November 11th, 2009 at 6:55 PM ^

neutral field ~21 point spread for us against OSU. Other estimators have us nearer to a 50% chance at 6 wins, where this method makes like 10%. I think it would work better if point margin were used instead of a win/loss binary. Also, the Krach Dude mentions in a link on his site what his solution for the perfect and perfectly futile teams are, which is to average in a tie (.5 wins) against a fictional perfect team for every team.

SpartanDan

November 12th, 2009 at 1:02 AM ^

Your ranking for the unbeatens is actually backward - if you give them a fixed rating, the ones with the greatest discrepancies between predicted wins and actual are the ones that have played the toughest schedules. As others have mentioned, the "usual" fudge factor is to throw in a tie against an average team, which gets rid of all the connectedness issues. The other option is to calculate RRWP (round-robin win percentage) by using the KRACH method within groups of teams that are fully connected in both directions (that is, every team in the group has a win chain to every other team) and assigning win probabilities when connections exist in only one direction or in neither (if one team has a chain to the other but not vice versa, that team is assumed to have a win probability of 100%; if they are not connected in either direction, such as two unbeaten teams, they are arbitrarily assigned 50-50 win probabilities). This is messy because you have to go ahead and determine victory chain groups, though. The fictional tie against an average team is probably much easier. (It may even work to give that game a lower weight, so it has less impact on the standings while still normalizing everything to get rid of ugly zeros and infinities.)

Seth9

November 12th, 2009 at 1:16 AM ^

College hockey has about three times the number of games as college football and half the teams. There simply isn't enough information in the common opponent data set to produce meaningful numbers.
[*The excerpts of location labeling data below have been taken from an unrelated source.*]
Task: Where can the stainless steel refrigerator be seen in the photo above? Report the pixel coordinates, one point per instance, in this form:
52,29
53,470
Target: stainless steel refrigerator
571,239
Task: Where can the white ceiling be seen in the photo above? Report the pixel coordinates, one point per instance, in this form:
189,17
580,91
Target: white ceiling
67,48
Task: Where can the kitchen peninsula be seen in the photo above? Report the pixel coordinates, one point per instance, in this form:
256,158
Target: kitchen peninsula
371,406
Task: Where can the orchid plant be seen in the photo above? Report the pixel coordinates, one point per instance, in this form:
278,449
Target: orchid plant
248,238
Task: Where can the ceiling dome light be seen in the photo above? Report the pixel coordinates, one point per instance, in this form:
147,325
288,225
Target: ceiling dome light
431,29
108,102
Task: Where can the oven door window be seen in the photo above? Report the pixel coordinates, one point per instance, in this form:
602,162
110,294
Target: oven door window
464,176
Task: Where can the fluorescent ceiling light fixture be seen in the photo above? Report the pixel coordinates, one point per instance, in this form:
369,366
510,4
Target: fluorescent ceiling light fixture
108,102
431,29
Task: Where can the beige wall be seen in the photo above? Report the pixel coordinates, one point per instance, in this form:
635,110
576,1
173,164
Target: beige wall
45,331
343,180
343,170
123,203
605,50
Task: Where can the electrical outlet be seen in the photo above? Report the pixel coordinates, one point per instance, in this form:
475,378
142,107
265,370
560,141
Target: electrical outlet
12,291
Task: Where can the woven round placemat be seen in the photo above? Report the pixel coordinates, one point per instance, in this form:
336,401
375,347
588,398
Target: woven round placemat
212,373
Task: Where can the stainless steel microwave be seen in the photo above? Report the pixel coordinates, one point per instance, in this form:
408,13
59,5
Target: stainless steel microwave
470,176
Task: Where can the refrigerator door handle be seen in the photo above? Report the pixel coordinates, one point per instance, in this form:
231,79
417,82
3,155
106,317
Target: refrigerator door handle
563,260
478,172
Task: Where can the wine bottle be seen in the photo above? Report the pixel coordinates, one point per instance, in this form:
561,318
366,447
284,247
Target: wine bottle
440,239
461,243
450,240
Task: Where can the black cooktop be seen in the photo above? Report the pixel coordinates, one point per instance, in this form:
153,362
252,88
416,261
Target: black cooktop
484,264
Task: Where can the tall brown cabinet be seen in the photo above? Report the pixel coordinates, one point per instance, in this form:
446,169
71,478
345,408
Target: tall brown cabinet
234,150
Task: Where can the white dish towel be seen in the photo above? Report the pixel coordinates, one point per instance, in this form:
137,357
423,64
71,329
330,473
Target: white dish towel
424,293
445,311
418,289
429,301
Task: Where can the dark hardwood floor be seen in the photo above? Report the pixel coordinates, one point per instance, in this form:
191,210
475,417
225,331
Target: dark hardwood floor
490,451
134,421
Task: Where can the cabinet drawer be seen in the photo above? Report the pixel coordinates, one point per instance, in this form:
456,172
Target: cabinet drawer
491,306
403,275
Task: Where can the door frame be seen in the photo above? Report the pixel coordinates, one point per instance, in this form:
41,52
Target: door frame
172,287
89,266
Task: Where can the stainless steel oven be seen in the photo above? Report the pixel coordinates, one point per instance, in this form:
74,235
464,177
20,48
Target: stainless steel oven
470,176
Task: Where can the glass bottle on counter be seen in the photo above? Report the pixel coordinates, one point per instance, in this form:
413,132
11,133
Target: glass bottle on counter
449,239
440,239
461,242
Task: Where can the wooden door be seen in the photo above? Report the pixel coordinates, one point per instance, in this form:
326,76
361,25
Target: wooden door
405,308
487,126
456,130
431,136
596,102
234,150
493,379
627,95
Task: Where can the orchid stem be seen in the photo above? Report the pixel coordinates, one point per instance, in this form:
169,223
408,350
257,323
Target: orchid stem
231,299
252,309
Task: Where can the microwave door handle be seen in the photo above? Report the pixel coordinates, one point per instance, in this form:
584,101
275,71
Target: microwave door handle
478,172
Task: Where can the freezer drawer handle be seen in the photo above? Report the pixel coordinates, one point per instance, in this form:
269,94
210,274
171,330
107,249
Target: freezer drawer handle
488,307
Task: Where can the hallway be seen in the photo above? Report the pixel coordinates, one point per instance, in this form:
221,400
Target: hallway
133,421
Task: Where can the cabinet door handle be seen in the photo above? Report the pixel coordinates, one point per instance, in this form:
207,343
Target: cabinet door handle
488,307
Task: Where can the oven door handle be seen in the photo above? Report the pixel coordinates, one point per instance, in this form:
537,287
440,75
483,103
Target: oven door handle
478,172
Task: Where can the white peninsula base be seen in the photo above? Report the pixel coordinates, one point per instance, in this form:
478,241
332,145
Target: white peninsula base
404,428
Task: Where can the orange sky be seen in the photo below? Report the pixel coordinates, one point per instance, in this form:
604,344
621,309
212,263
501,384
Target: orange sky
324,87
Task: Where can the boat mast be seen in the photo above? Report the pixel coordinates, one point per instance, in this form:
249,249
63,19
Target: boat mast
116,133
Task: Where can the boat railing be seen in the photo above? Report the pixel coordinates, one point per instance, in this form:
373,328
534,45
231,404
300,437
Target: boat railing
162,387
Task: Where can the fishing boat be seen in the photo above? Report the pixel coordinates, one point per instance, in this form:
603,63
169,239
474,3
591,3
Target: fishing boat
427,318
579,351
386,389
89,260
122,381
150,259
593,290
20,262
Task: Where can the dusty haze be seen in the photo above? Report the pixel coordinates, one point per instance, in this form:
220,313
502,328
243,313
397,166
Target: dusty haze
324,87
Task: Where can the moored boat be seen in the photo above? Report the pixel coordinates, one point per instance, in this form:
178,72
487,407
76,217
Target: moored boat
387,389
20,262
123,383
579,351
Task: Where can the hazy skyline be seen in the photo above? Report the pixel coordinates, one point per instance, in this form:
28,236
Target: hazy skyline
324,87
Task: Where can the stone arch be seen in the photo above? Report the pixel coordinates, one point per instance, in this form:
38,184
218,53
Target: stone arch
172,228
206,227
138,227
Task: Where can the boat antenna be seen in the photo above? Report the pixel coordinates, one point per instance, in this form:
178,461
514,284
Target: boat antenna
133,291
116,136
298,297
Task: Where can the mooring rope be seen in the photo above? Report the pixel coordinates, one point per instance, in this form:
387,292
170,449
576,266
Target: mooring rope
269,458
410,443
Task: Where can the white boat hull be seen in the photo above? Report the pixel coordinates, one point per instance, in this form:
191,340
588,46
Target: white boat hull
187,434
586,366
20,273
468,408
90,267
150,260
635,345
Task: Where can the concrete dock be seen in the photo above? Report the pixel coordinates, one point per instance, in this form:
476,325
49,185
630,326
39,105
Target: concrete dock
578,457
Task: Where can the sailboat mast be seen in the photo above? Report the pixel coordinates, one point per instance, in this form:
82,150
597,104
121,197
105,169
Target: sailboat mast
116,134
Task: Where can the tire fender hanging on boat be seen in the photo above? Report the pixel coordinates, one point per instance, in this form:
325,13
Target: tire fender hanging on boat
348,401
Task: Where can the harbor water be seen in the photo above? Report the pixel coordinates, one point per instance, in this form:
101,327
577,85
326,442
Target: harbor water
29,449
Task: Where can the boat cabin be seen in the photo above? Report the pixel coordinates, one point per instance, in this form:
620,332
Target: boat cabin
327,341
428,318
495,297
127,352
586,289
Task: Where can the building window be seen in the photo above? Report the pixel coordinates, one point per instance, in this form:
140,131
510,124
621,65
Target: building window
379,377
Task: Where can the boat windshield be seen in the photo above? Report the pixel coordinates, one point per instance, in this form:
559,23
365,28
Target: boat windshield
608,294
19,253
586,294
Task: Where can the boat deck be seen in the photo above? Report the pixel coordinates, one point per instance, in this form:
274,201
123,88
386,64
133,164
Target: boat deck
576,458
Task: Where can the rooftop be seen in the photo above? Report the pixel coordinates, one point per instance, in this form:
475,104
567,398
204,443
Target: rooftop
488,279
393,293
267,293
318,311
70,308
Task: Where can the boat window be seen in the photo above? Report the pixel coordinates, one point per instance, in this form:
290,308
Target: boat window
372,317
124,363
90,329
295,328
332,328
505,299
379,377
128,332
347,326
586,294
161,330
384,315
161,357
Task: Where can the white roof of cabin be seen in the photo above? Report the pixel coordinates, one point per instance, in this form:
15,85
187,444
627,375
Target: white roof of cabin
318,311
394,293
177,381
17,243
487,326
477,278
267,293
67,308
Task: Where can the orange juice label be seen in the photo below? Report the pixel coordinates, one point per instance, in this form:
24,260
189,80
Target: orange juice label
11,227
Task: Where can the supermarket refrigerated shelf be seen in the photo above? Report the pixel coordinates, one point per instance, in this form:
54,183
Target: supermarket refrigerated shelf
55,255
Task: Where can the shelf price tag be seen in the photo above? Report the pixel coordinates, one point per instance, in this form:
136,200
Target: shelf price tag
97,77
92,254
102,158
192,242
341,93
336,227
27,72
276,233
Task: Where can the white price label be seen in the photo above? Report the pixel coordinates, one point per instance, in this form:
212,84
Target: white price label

It is interesting, to be sure. The system just isn't designed for College Football.

Seth9

November 12th, 2009 at 3:16 PM ^

KRACH is designed for a league with approximately the number of games and teams as college hockey. It is not functional for college football because there aren't enough non-conference games and there are too many teams for KRACH to be successful. KRACH was designed with the assumption that being undefeated at the end of the season would be a miraculous event and is reliant on a larger sample size than exists in college football to assign probabilities.